I have explained previously that I have difficulty keeping a good relationship between my fingers and my brain. I type on a keyboard for my blog and do many other things by typing. My error rate, the probability that I will strike the wrong key, one I didn't want to strike by accident, is too high. Keep in mind that I am thinking of what I do when I write for my blog or for an email to a friend: compose ideas in my head, create words that seem likely to express the ideas and type those words. I type to create, not to provide a typescript of handwritten or previously made documents.
I wrote about my history in typing in this blog post: http://fearfunandfiloz.blogspot.com/2009/06/my-life-in-corrections.html
But I was about 10% younger then and I have matured somewhat. I have typed a heck of a lot since then. Peter Vishton assures me that if I do any activity enough, I will improve at doing it. Maybe I have improved. I find the prospect of careful observation, timing and analysis of my typing, boring. I find the rapid correction of misspellings and fat fingering (nipping a neighbor key as well as the targeted one) fun. I guess if I could accept that I am never going to be a champion typist or executive secretary and so forgive the backspacing, the retyping and re-retyping, I might be even happier.
I am interested in error and error analysis since those subjects can lead to interesting discoveries. I know that it is the modern American fascination with IMPROVEMENT that can lead to isolating the most common errors and then working on ways to lessen or eliminate them. That is certainly a common and worthwhile approach. But there are other directions, too, as there usually are:
Freudian [how come so many of my errors have to do with calm? Am I too stressed?]
Structural [many of my errors seem to relate to using my outer fingers, not the index fingers. Does that call for a new keyboard design?]
Inventive [I often have trouble with the word 'analysis'. Can I invent a new spelling of a word that leads to fewer typing errors?]

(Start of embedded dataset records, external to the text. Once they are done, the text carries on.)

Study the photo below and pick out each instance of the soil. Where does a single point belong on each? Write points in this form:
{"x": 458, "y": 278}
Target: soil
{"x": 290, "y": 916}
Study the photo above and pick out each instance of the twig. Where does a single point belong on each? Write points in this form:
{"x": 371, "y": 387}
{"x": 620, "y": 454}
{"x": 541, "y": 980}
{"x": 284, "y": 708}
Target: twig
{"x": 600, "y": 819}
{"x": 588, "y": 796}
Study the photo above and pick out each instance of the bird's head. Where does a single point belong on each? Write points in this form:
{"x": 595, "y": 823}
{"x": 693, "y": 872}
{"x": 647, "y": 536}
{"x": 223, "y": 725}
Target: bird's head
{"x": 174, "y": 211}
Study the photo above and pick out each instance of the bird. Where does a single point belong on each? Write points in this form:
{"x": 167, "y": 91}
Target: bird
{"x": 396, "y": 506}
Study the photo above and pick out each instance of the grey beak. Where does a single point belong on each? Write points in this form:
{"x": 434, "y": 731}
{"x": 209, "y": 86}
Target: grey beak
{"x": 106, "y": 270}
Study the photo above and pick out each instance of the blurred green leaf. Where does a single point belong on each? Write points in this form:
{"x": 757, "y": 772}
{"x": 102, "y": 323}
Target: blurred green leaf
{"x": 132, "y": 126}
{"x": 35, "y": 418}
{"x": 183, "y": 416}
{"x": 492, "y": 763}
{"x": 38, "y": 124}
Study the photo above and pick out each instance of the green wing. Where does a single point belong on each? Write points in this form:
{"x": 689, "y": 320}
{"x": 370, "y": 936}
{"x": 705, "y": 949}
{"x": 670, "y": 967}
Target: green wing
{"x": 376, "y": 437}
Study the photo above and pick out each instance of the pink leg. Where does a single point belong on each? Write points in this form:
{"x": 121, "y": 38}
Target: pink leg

Dr. Kaufman and some others have expressed being impressed by my "dedication" to writing daily. What they often don't realize is that it is fun. Of course I like it when you get tickled by what I write. But when you are too busy, I still get all sorts of fun. I began this post at 8:30 and it is now 10:16. What the heck? Nearly two hours to write 445 words. I just used Excel to find I have been typing about a word every 15 seconds. Slow! Very slow! But I have written to friends, checked all sorts of things on Google and learned a bunch. I make errors but normally I am not entering crucial data, like instant stock orders (where 20,000 shares was mistyped as 2,000,000,000) and desired airplane descend angles (where a pilot meant angle of descent but set the wrong gauge, the speed of descent). Look up big deal typos and fat-fingering.